Sources told the Financial Times that bank bosses may introduce the high loan-to-value mortgages today in its bid to raise more money before it returns to private ownership.
But the policy has come under fire from critics who say it was similar high-risk loans - some as much as 125 per cent of a property's value - that saw the lender fall to its knees.
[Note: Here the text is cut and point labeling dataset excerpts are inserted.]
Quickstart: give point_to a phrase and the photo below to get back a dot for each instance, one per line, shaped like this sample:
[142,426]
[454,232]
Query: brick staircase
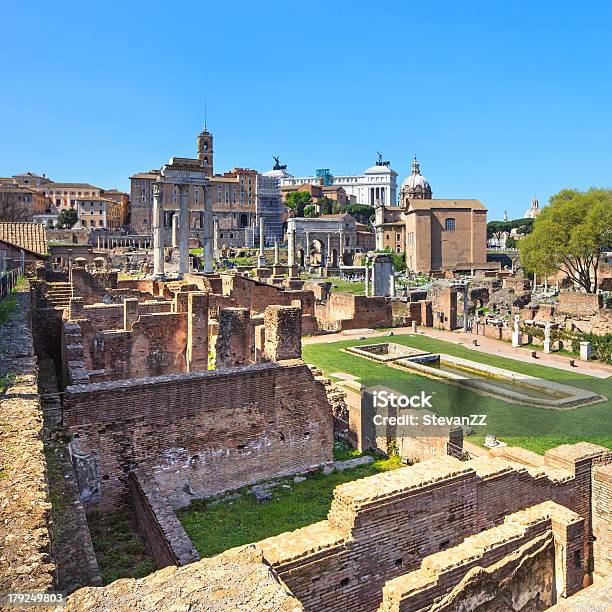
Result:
[59,294]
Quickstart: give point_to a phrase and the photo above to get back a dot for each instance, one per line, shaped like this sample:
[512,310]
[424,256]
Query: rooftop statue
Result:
[277,164]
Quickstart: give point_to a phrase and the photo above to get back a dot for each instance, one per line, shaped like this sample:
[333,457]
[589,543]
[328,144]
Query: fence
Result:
[8,280]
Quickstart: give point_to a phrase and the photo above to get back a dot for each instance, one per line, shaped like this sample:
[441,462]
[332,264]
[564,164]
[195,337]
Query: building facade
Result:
[377,183]
[97,212]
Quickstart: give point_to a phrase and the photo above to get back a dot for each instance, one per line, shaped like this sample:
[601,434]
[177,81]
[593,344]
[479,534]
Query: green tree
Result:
[569,235]
[67,218]
[297,201]
[310,211]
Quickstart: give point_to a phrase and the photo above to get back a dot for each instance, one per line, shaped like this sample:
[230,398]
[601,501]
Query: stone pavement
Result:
[485,345]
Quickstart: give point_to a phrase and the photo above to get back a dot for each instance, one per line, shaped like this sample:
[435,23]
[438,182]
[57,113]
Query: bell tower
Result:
[205,151]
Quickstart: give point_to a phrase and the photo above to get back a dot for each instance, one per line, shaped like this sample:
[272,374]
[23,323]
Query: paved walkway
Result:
[485,345]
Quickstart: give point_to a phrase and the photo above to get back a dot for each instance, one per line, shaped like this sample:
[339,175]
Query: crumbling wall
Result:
[602,518]
[349,311]
[25,545]
[200,434]
[523,564]
[165,537]
[283,333]
[343,563]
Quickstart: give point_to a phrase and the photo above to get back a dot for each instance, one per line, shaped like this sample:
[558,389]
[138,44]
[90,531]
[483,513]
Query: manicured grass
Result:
[215,527]
[358,287]
[119,548]
[536,429]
Since then Northern Rock has capped its loans at a maximum of 85 per cent.
Northern Rock was nationalised after becoming the first major British bank in more than 150 years to suffer a bank run.
There are currently around 200 mortgages on the market that cover 90 per cent of the property's value - a quarter of the number offered before the financial crisis hit.
Northern Rock received £3billion in taxpayers’ cash in 2007. It has since had to hold high levels of liquid assets for protection against another run on it.
Regulators have only just permitted it to use its assets to lend more, despite a £140million loss in 2010.
It has also been permitted to buy back some of the loans it used to own.
It is being advised on its revised lending policy and regaining private ownership by investment bank Morgan Stanley.
The government has long been keen on returning the bank to the private sector, since selling it would raise cash to help cut the country's troublesome deficit.
Options for Northern Rock include a sale, stock market flotation or 'remutualisation' - turning Northern Rock into a company owned by its customers, such as UK loans and savings group Nationwide.
Analysts consider that an eventual sale of Northern Rock is the most likely outcome for the business. Virgin Money, supermarket retailer Tesco's banking arm and private equity firm JC Flowers have been cited as possible acquirers.